Early prediction on Biden’s foreign policy

Early prediction on Bidens foreign policy

Following the Trump administration’s “America First” policies that tested U.S. relations with its allies and led many countries in Asia to deepen their ties with China, the international community has its eyes on what president-elect Joe Biden’s foreign policy will look like. So far, Biden has tapped establishment nominees for his cabinet that reflect a more interventionist platform. The Democratic party’s progressive wing, however, have criticised these figures, like Michael Morrel and Anthony Blinken for their long-standing ties to the military-industrial complex and support for war in the Middle East. Depending on how Biden chooses to handle demands for more progressive opinions in his foreign policy team, these are my early predictions for which nations in East Asia have the most to gain from Biden’s presidency. 


South Korea 

One thing is for sure: Biden won’t threaten to pull out U.S. troops from South Korea on a whim should Korea not increase spending on the troop’s upkeep, as Trump did on numerous occasions. His establishment foreign  policy team recognizes the volatility those types of threats create in the region. Biden, however, won’t be as blindly enthusiastic for President Moon Jae-in’s ambitious North Korea agenda as Trump was (which resulted in flashy headlines but no real progress toward a denuclearization deal). Any multinational projects or displays  of cooperation with Pyongyang probably won’t happen under Biden’s watch without similar promises from North Korea, which may become a roadblock in Moon’s plans depending on whether North Korea decides to behave. 

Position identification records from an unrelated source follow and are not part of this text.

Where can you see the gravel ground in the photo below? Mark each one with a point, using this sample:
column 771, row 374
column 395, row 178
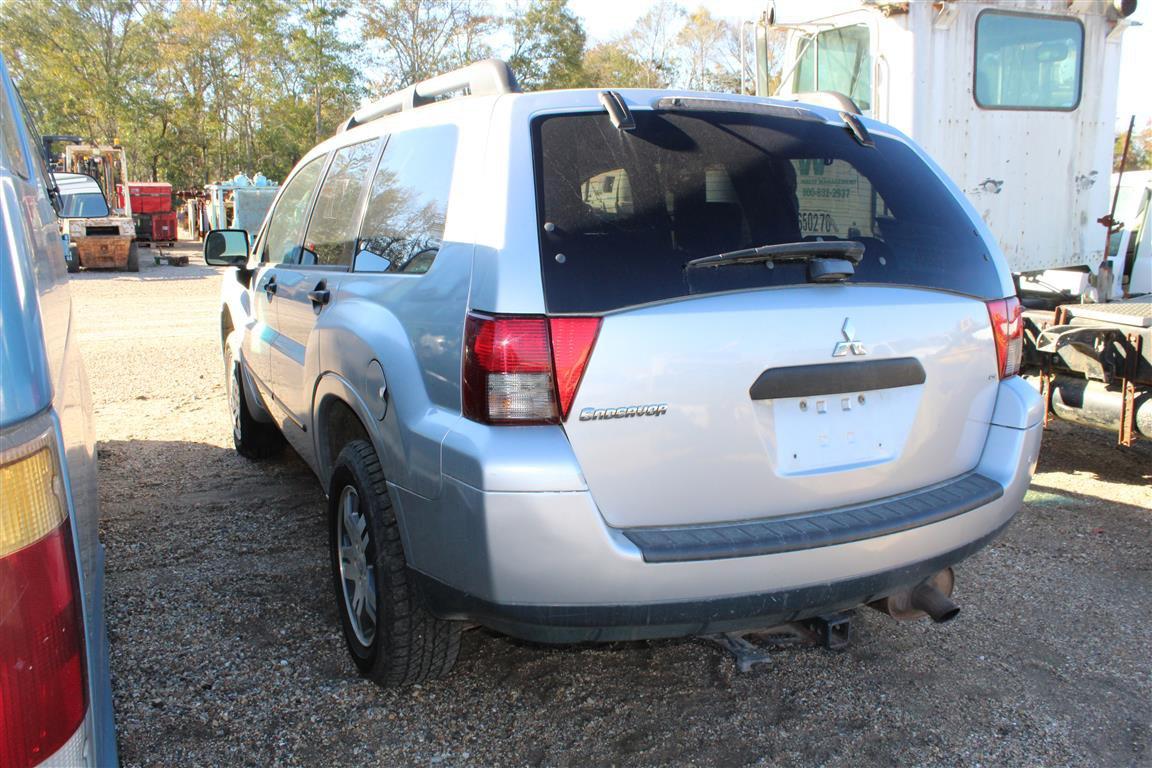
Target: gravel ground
column 226, row 646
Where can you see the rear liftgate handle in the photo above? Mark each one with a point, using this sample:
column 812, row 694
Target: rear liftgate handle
column 319, row 295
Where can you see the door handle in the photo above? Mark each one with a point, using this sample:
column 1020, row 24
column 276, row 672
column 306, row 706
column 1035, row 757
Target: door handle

Japan’s longest serving prime minister Shinzo Abe was never truly able to appease Trump, who viewed the U.S.-Japan relation as one-sided. However, now that both countries have new leaders, with Prime Minister Suga Yoshihide replacing Abe back in September, it is likely that we will see a return to more traditional ties between the U.S. and one of its longest-standing Asian alliances. 



An end to Trump’s combative approach to China would return quite a few short-term wins for China. Under Biden’s leadership, it is likely that the global economy would stabilize, which is key for China to build up its technological, economic and diplomatic might for any future conflicts that lie ahead. In the long-term, however, Biden’s strategy to strengthen U.S. alliances across Asia and resume a stance of global leadership would undermine the progress China has made toward feigning control over the region during Trump’s erratic isolationism. Biden’s plans to prove America can back up its allies would also serve the U.S. well in any future Cold War maneuvers the two countries might take. Either way, U.S. – China relations are bound to dominate the geopolitical scene in Asia for decades to come; action taken during Biden’s administration should not be taken lightly. 


North Korea 

While Trump set precedents as the friendliest leader to Kim Jong-un thus far, all bets are off on how North Korea’s supreme leader will react to Biden. Although Trump failed to establish a peace deal or even ease sanctions, Biden may find success with a combination of tougher demands and a stronger promise to build support in Washington—or he may not. The first few months will be critical to see if Kim decides to provoke the U.S. and its allies, setting the tone for future U.S. – North Korea relations. On a side note, Vice President-elect Kamala Harris has shown support for gradual denuclearization that corresponds with rolled-back sanctions, noting that “simply demanding complete denuclearization is a recipe for failure.”



Taiwan might be put into an even more precarious position (depending on the perspective) with Biden entering office, given that Donald Trump is perhaps the only U.S. president who is unpredictably rash enough to consider military intervention to protect the island from a potential Chinese invasion. The solution is clear; Biden would need to build up diplomatic and economic ties with Taiwan in a classic foreign  policy move that shows U.S. support for Taiwanese security. The problem? I fully doubt that any U.S. administration would go to war with China over Taiwan (again, with the exception of Trump’s) given the heavy consequences of two massive economic and nuclear powers going toe to toe. China’s President Xi has already affirmed commitments to take back the island and could very easily call America’s bluff. Then again, there is always the growing movement for Chinese reunification from Taiwan’s Kuomintang Party. Current President Tsai Ing-wen’s independence-leaning Democratic Progressive Party will have to see if they can hold onto power in Taiwan’s 2024 presidential elections.